Pelaksana Tugas (Plt) Wali kota Pekanbaru, Ayat Cahyadi mengatakan bagi pemilik usaha hiburan umum, rumah makan, warung makan, restoran, kedai kopi, dapat menjalankan usahanya dengan berpedoman kepada keputusan Walikota Pekanbaru nomor 525 tahun 2018 tentang pengaturan waktu operasional tempat usaha selama bulan ramadan 1439 H/2018 sebagai berikut:

"Pertama, semua bentuk tempat hiburan umum seperti karaoke, pub dan diskotik, ditutup selama bulan suci ramadan. Terkecuali hotel-hotel berbintang yang memiliki fasilitas hiburan khusus tamu yang menginap di hotel dapat dibuka pada pukul 21.00 WIB s/d 02.00 WIB,"  ungkap Ayat, Jumat (25/5).

Ayat menyebutkan, khusus restoran yang merupakan fasilitas hotel dan pusat perbelanjaan dapat dibuka selama bulan ramadan secara tertutup yang digunakan untuk melayani tamu hotel/pengunjung.

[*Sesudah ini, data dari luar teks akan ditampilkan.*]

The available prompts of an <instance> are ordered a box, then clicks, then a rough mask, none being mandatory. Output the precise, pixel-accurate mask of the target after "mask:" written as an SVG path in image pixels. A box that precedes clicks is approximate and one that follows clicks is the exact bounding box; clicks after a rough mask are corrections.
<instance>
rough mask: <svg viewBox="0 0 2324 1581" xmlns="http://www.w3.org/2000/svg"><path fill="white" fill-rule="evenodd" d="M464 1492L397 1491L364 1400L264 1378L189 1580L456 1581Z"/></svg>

"Selain itu, tempat pijat yang dapat dibuka selama bulan suci ramadan hanya pijat kesehatan tunanetra dan refleksi," sebutnya.Untuk poin keempat, Ayat meminta kepada pemilik restoran, rumah makan, warung makan kaki lima, kedai kopi dan sejenisnya dapat dibuka dari pukul 16.00 WIB sampai dengan waktu imsak.

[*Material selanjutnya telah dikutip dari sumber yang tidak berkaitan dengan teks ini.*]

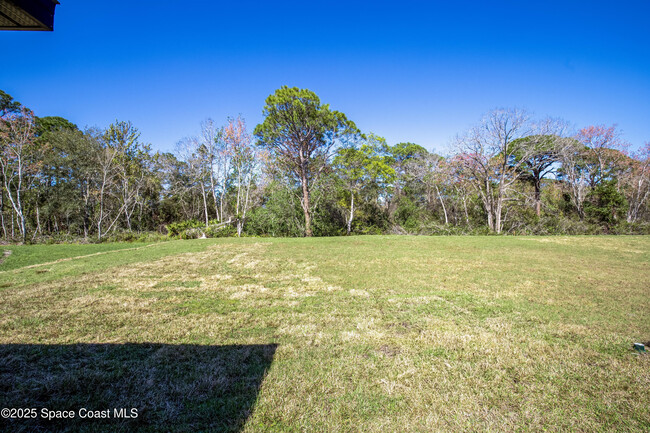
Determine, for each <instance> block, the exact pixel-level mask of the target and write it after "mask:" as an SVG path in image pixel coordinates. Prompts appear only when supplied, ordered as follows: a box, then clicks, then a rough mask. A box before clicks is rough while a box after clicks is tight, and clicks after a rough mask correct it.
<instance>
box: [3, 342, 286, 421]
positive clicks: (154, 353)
mask: <svg viewBox="0 0 650 433" xmlns="http://www.w3.org/2000/svg"><path fill="white" fill-rule="evenodd" d="M276 347H277V345H275V344H267V345H233V346H197V345H169V344H148V343H145V344H72V345H38V344H2V345H0V409H1V408H17V409H18V408H21V409H25V408H36V409H37V416H36V418H35V419H6V418H4V417H2V418H0V431H14V432H21V431H22V432H30V431H75V432H76V431H88V432H96V431H111V432H116V431H117V432H120V431H121V432H132V431H151V432H156V431H173V432H196V431H209V432H237V431H239V430H240V429H241V428H242V427H243V425H244V423H245V422H246V419H247V418H248V416H249V415H250V413H251V411H252V410H253V406H254V404H255V401H256V399H257V394H258V391H259V389H260V386H261V384H262V381H263V379H264V376H265V374H266V371H267V370H268V368H269V367H270V365H271V362H272V361H273V356H274V354H275V349H276ZM42 408H46V409H48V410H50V411H63V410H65V411H74V418H72V419H53V420H50V421H48V420H46V419H44V418H43V411H42ZM81 408H85V409H87V410H89V411H105V412H99V413H98V414H99V415H100V416H106V413H108V416H110V418H103V419H102V418H99V419H97V418H95V419H89V418H81V416H82V412H80V409H81ZM132 408H134V409H136V410H137V418H118V417H116V415H118V413H116V412H115V409H117V410H118V412H119V410H120V409H125V411H124V412H123V413H126V414H128V415H131V414H132V412H131V409H132Z"/></svg>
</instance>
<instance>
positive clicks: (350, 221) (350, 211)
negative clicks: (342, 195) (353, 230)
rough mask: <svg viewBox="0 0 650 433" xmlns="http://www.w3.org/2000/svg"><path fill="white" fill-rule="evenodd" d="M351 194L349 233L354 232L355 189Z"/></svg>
mask: <svg viewBox="0 0 650 433" xmlns="http://www.w3.org/2000/svg"><path fill="white" fill-rule="evenodd" d="M350 196H351V197H352V198H351V199H350V219H348V235H350V233H352V218H354V191H352V192H351V194H350Z"/></svg>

"Bagi usaha penjualan snack, bakery boleh buka selama bulan suci ramadan untuk penjualan yang dibawa pulang dan tidak melayani pembeli yang menikmati sajian di tempat penjualan," jelasnya.

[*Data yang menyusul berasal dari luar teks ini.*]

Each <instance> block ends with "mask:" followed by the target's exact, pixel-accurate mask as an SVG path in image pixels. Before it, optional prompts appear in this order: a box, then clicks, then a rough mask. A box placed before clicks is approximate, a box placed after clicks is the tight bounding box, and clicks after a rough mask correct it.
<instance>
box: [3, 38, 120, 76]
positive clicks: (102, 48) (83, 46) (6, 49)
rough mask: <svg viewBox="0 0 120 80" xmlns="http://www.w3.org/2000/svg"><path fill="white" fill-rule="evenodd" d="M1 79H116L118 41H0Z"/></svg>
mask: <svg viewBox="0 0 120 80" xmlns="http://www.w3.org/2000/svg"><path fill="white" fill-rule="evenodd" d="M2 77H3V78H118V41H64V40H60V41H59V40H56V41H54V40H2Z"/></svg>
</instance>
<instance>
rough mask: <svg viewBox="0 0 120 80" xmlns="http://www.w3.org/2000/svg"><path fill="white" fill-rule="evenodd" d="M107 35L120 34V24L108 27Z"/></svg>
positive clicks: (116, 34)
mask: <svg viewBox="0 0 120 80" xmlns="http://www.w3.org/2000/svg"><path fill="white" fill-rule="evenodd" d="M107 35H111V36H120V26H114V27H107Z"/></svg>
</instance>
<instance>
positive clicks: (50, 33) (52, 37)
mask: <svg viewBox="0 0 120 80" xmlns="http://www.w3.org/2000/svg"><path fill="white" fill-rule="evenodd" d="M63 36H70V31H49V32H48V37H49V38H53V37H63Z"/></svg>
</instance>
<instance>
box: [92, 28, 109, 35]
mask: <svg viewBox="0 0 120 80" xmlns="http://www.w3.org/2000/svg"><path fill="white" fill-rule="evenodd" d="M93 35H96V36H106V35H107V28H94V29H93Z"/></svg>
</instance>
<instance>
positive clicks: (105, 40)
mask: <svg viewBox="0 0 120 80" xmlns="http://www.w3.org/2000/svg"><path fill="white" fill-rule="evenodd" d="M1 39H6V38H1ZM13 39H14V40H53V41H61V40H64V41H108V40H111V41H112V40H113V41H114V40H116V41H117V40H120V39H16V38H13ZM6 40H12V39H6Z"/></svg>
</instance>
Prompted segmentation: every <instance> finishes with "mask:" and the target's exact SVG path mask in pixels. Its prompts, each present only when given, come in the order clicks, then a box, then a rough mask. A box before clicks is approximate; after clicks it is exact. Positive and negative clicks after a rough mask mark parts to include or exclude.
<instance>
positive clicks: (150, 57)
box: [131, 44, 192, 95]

Sementara imbauan khusus bagi restoran, rumah makan khusus non muslim dapat dibuka, dengan memasang spanduk dengan ukuran 1 meter x 4 meter yang bertuliskan "Restoran rumah makan non muslim diatur dengan izin khusus dari Pemerintah Kota Pekanbaru. Warnet dan playstation dapat dibuka dari pukul 08.00 WIB-17.00 WIB.

"Nah poin yang kedelapan ini kepada pengelola pusat-pusat bisnis seperti hotel, bandara, mall/supermarket dan sejenisnya agar memperdengarkan lagu-lagu musik islam. Dan menganjurkan karyawan/ti beribadah dan berbusana melayu/muslim (menutup aurat) serta mengumandangkan suara adzan ketika waktu solat masuk," terangnya.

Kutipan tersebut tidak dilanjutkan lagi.